Untuk itu, pada bab ini kita akan mengkaji berbagai metode dan pendekatan yang
digunakan para ahli dalam meneliti filsafat, dengan terlebih dahulu
mengemukakan pengertian filsafat.
B.
Rumusan Masalah
Apakah yang dimaksud dengan filsafat Islam?
Bagaimanakah model-model dalam penelitian filsafat Islam?
Apa sajakah yang menjadi corak pemikiran filsafat Islam?
C.
Tujuan Pembahasan
Pembahasan ini bertujuan agar memberikan pemahaman
tentang pengertian filsafat Islam kepada mahasiswa. Kemudian diharapakan juga
dapat memahami berbagai model-model penelitian yang digunakan dalam filsafat
Islam sehingga nantinya bisa menjadikan pembaca atau mahasiswa lebih memiliki
wawasan mengenai filsafat Islam ini terutama dalam lingkup tranformasi filsafat
yunani ke Islam.
BAB II
PEMBAHASAN
A.
PENGERTIAN FILSAFAT
Dari segi bahasa, filsafat Islam terdiri dari gabungan
kata filsafat dan Islam. Kata filsafat dari kata philo yang berarti cinta, dan
kata sophos yang berarti ilmu atau hikmah. Dengan demikian secara bahasa filsafat
berarti cinta terhadap ilmu atau hikmah. Dalam hubungan ini, Al-Syaibani
berpendapat bahwa filsafat bukanlah hikmah itu sendiri, melainkan cinta
terhadap hikmah dan berusaha mendapatkannya, memusatkan perhatian padanya dan
menciptakan sikap positif terhadapnya. Untuk ini ia mengatakan bahwa filsafat
berarti mencari hakikat sesuatu, berusaha menautkan sebab dan akibat dan
berusaha menafsirkan pengalaman-pengalaman manusia.
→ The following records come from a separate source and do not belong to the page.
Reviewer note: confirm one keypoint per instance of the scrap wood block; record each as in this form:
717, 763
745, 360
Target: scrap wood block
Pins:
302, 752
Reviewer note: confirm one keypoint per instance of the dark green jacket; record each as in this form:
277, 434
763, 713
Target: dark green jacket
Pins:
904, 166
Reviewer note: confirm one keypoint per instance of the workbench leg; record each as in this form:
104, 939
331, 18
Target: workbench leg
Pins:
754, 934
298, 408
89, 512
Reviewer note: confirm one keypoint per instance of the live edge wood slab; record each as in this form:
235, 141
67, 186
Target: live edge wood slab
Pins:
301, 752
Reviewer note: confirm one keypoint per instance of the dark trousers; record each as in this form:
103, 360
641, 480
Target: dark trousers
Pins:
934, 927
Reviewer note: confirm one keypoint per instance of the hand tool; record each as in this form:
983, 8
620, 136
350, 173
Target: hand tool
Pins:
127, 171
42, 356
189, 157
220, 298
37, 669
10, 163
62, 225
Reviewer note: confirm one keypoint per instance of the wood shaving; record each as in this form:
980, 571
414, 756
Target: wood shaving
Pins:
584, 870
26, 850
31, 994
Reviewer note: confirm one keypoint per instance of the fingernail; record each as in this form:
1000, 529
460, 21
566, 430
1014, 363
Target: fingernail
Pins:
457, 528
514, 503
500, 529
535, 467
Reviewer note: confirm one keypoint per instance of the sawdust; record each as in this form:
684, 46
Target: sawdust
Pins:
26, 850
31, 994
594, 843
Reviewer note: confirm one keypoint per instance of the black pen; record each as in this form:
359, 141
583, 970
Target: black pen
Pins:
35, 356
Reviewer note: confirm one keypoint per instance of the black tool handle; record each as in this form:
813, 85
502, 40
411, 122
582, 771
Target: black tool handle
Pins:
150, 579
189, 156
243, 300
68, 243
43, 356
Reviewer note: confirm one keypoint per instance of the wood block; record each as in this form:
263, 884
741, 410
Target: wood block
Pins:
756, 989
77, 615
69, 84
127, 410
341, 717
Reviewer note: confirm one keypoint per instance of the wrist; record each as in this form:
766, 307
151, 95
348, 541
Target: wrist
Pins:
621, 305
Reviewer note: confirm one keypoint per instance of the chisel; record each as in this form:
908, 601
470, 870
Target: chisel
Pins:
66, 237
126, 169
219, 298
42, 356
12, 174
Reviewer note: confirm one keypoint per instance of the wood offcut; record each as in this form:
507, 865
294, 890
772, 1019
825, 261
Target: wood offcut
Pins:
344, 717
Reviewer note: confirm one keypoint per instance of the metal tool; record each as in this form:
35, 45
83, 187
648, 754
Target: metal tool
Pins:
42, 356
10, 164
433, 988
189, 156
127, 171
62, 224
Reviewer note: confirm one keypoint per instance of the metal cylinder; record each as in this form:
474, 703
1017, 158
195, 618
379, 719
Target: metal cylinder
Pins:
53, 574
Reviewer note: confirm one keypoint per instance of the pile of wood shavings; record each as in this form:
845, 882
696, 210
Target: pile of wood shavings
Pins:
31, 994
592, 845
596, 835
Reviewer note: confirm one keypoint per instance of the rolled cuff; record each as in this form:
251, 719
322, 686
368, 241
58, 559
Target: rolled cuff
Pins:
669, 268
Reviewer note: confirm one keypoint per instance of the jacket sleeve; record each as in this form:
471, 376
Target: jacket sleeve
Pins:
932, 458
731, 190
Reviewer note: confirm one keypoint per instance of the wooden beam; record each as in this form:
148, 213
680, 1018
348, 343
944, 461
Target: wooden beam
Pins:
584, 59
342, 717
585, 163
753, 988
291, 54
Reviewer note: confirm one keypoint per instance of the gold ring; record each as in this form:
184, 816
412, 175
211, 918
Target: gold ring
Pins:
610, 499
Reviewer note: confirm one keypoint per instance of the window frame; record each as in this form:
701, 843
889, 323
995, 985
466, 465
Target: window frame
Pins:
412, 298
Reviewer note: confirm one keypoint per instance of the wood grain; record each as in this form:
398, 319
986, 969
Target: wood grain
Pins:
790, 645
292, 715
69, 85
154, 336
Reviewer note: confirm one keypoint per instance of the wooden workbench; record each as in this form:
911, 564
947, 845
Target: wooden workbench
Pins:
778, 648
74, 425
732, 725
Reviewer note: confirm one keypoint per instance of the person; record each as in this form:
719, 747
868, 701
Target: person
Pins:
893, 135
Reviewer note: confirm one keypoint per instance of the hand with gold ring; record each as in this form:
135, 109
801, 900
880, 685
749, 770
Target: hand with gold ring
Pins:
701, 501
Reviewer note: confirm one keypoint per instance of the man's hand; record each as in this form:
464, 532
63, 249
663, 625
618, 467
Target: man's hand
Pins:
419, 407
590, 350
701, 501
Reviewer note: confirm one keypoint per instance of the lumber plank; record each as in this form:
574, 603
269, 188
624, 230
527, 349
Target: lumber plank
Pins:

Selanjutnya kata Islam berasal dari kata bahasa Arab
aslama, yuslimu islaman yang berarti patuh, tunduk, pasrah, serta memohon
selamat dan sentosa. Kata tersebut berasal dari salima yang berarti selamat,
sentosa, aman dan damai. Selanjutnya Islam menjadi suatu istilah atau nama bagi
agama yang ajaran-ajarannya diwahyukan Tuhan kepada masyarakat manusia melalui
Nabi Muhammad Saw. Sebagai Rasul.
Filsuf Heroklaitos (540-480 SM) sudah
menggunakan kata filsafat untuk menerangkan hanya Tuhan yang mengetahui hikmah
dan pemilik hikmah. Manusia harus puas dengan tugasnya di dunia sebagai pencari
dan pencinta hikmah. Kemudian Socrates (470-399 SM) memberi arti filsafat
dengan tegas, yaitu pengetahuan sejati, terutama untuk menentang kaum Sofis
yang menamakan dirinya para bijaksana (sofos). Dia bersama pengikutnya
menyadari bukan orang yang sudah bijaksana, tetapi hanya mencintai
kebijaksanaan dan berusaha mencarinya.
Dalam arti pengetahuan sejati
(pengetahuan yang benar), kata philosophia bertahan mulai Plato sampai
Aristoteles, tetapi obyeknya meliputi juga ilmu, yaitu usaha untuk mencari sebab
yang universal. Sedangkan pembentukan kata filsafat menjadi kata Indonesia
diambil dari kata Barat fil dan safat dari kata Arab sehingga terjadilah
gabungan antara keduanya dan menimbulkan kata filsafat.
Ibrahim Madkur memberikan batasan
Filsafat Islam itu adalah pemikiran yang lahir dalam dunia Islam untuk menjawab
tantangan zaman, yang meliputi Allah, alam semesta, wahyu, dan akal. Sedangkan
Ahmad Fu’ad al-Ahwani mendefenisikan Filsafat Islam sebagai pembahasan tentang
alam dan manusia yang disinari ajaran Islam.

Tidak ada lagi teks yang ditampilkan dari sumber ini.